Stesso caso per un uomo che si è sentito dire di non essere il padre dei suoi figli, in quanto il vero padre, dissero i medici, era secondo i risultati del DNA un parente stretto, un fratello (vicenda di corna abbastanza classica). E invece, l’uomo era figlio unico – suo fratellino si era sistemato, molto prima di nascere, come organo genitale del fratellone, e ha continuato così, generando così dei figli con la cognata.

 

L’aberrazione biologica qui fa il paio con quella sociale, perché le ramificazioni di distruzione della società, della famiglia, del concetto stesso di identità individuale sono abissali.

 

Ora, non può non esserci un aumento dei casi di chimere umane visto l’incremento degli impianti multipli previsti nei procedimenti di riproduzione assistita. Nella PMA, i medici inseriscono nella donna più embrioni con la speranza che almeno uno di essi si sviluppi con successo.

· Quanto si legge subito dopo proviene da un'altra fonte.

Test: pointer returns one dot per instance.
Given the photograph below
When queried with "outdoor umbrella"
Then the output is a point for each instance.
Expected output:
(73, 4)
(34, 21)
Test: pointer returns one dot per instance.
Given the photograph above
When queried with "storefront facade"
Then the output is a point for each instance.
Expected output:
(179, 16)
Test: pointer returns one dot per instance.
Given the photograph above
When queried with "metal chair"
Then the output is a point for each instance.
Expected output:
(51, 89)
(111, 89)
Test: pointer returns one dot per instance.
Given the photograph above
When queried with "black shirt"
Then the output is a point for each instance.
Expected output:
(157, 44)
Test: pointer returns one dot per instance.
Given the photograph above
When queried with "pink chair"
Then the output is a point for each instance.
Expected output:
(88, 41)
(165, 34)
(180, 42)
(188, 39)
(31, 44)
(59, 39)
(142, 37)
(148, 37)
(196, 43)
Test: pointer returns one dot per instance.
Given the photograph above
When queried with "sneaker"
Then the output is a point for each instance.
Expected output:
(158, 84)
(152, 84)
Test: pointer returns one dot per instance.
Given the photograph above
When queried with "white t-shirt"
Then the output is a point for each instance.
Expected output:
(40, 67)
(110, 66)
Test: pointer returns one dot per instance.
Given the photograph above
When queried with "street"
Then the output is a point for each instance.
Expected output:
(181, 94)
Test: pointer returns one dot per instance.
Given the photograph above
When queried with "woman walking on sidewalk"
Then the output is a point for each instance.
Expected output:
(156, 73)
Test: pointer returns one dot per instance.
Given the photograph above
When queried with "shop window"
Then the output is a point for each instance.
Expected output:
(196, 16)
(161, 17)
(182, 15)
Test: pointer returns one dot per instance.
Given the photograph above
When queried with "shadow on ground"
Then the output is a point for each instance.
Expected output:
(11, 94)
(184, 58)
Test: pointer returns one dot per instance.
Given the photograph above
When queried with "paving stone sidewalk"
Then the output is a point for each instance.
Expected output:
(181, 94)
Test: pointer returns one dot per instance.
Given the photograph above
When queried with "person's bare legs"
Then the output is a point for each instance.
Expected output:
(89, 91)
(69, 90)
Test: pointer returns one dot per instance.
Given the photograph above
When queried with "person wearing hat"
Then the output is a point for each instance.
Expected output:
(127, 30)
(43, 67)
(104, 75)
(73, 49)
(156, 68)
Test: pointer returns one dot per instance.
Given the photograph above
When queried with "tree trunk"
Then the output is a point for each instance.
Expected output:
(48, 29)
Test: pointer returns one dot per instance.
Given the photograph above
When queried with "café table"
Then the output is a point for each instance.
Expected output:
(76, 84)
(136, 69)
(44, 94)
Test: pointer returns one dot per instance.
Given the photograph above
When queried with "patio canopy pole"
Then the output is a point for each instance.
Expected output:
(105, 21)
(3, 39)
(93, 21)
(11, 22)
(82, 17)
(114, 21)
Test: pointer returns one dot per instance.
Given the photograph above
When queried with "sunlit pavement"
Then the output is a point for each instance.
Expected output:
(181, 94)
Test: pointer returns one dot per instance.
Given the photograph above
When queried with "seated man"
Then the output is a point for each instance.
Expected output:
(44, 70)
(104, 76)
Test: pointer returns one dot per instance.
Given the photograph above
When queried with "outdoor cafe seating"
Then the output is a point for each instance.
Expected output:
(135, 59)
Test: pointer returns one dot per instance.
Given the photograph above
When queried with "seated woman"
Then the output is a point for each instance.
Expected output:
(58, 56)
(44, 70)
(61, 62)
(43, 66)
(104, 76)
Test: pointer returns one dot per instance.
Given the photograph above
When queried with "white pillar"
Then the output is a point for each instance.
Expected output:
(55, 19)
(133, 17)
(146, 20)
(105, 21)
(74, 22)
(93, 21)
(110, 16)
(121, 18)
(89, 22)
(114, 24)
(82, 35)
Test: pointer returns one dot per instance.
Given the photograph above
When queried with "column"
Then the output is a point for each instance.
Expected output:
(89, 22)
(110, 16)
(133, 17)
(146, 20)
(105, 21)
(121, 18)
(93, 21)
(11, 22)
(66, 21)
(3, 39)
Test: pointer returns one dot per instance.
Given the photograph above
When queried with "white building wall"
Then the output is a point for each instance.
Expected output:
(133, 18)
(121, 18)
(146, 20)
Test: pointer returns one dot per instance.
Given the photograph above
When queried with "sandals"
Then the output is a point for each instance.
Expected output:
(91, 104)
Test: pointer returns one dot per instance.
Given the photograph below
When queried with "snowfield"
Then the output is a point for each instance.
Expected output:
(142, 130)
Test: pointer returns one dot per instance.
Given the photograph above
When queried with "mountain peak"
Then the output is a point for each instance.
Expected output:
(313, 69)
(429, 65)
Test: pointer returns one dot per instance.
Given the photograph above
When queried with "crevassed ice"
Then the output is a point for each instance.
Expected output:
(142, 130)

Questa pratica può portare non solo a parti gemellari e plurigemellari (che sono, come visibile, tipici della riproduzione artificiale), ma anche, in alcuni casi non sempre riconosciuti, a fenomeni di chimerismo umano.

 

In pratica, la realtà, negli ospedali vicino a casa vostra è già più avanti rispetto ai laboratori cinesi e alle loro scimmie OGM fluorescenti.

 

Ciò accade perché – grazie alla legge, grazie al fatto che nessuno ci ha protetto da questa catastrofe – la vita umana già passa per il laboratorio, per la provetta. Con il risultato che sappiamo: la generazione di mostri.